In an 80 m2 loft in New York, the patina of time and history give way to a new life.
Although many of the old artist residences have been devoured by new skyscrapers, pockets of nostalgia persist on the streets of New York’s NoHo neighborhood. Nine years ago, the founder of the New Operations Workshop, Gabriel Yuri, was lucky enough to find one when his real estate agent showed him a partially renovated 800-square-foot studio apartment in a 19th-century building that had been, at various times, a fur shop, an artists’ retreat and a women’s home.
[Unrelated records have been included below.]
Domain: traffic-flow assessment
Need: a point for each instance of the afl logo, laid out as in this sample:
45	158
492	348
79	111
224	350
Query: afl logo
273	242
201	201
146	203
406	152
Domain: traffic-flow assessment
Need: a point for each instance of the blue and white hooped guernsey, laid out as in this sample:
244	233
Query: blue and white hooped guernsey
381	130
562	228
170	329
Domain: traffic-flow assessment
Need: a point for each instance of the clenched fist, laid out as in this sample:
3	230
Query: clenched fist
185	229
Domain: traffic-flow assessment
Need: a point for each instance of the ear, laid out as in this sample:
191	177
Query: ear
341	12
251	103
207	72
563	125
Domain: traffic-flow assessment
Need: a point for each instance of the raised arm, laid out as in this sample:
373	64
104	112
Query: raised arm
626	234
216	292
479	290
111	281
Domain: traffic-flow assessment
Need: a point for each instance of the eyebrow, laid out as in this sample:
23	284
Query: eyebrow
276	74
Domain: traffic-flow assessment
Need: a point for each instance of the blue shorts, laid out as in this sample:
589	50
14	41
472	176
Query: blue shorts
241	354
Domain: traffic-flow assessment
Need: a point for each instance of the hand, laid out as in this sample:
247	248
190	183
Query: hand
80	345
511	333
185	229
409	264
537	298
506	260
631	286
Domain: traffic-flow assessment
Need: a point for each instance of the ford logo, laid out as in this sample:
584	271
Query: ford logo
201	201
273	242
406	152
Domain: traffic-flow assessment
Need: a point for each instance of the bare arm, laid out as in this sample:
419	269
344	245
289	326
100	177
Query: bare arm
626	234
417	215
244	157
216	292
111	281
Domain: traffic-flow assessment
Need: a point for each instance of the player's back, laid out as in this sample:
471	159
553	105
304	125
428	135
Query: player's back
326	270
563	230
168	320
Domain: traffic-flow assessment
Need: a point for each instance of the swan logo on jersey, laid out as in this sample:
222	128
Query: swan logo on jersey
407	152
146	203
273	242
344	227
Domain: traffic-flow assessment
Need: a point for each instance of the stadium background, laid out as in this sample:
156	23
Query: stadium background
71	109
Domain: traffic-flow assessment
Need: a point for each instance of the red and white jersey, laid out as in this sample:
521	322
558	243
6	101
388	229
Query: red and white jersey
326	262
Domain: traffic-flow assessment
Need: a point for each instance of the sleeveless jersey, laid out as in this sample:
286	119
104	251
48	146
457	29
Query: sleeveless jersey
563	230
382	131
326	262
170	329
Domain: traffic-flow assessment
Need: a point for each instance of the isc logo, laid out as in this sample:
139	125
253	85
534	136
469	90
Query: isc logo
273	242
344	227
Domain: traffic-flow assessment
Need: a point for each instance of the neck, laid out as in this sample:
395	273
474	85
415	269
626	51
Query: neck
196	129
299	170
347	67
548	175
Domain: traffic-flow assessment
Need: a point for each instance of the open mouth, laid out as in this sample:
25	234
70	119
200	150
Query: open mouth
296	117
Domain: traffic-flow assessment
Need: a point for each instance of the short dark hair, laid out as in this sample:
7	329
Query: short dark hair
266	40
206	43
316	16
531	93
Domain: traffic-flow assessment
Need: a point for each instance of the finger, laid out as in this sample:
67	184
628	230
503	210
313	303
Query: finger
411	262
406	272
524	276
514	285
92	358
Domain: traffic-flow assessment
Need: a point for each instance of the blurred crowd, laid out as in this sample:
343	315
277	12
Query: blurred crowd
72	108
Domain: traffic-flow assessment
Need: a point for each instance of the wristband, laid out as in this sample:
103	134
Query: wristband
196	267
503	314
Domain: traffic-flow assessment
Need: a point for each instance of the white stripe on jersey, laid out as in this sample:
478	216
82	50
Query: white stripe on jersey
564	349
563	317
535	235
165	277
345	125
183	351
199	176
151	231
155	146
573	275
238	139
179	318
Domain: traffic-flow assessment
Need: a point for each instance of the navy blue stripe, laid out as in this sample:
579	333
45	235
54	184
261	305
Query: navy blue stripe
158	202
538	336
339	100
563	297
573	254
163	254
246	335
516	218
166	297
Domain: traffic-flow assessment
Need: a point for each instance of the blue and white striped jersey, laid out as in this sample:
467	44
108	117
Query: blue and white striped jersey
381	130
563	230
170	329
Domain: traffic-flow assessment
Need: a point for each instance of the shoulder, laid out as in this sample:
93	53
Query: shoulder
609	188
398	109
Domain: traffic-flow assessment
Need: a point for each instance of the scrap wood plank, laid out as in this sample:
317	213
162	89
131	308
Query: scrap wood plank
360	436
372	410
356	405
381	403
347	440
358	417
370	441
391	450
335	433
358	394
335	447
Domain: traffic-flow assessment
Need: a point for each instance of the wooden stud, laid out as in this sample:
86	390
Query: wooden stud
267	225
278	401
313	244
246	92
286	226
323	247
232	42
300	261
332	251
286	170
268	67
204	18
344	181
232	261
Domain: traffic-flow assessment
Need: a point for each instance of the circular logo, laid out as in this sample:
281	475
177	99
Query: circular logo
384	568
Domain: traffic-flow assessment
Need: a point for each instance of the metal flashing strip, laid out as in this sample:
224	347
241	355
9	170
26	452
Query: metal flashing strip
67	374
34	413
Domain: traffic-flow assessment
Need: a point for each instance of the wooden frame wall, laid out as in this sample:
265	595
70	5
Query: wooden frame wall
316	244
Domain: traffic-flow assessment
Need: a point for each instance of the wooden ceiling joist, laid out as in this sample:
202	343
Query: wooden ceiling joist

Even in its disorganized state — with new walls plastered over some 1830s brick and half-finished hardwood floors — Diller alumnus Scofidio + Renfro saw its potential.
Gabriel Yuri sits at a Tom Dixon screw table in the dining area, where bespoke shelves, a George Nelson pendant and his grandmother’s Jens Risom chairs play with each other with their round and linear shapes.
“Most of what I found had been renovated without any charm,” recalls Yuri of the boring apartments that dominated the ads. “I wanted something with history and character, so it was great to find this apartment when it was still partly intact.”
Many might have been daunted by the amount of work, but Yuri rose to the challenge. He spent almost four years to eliminate traces of previous renovation works – often alone, sometimes with the help of a professional – restoring the original pine floors in the living room and highlighting the existing bricks, exposed pipes and steel beams which had been covered throughout the space. And he was still lucky afterwards: when the new neighbors discarded the original tin ceiling tiles during their renovationYuri installed them in the kitchen and in the entrance corridor: a delicate reference to the building’s past that integrates with the new industrial-style steel kitchen furniture. He also found original fretwork windows, which he used above the bedroom door to let light penetrate deeper into the apartment, and built a bench sectional sofa and daybed in the living room to hide structural changes from the building’s facade work.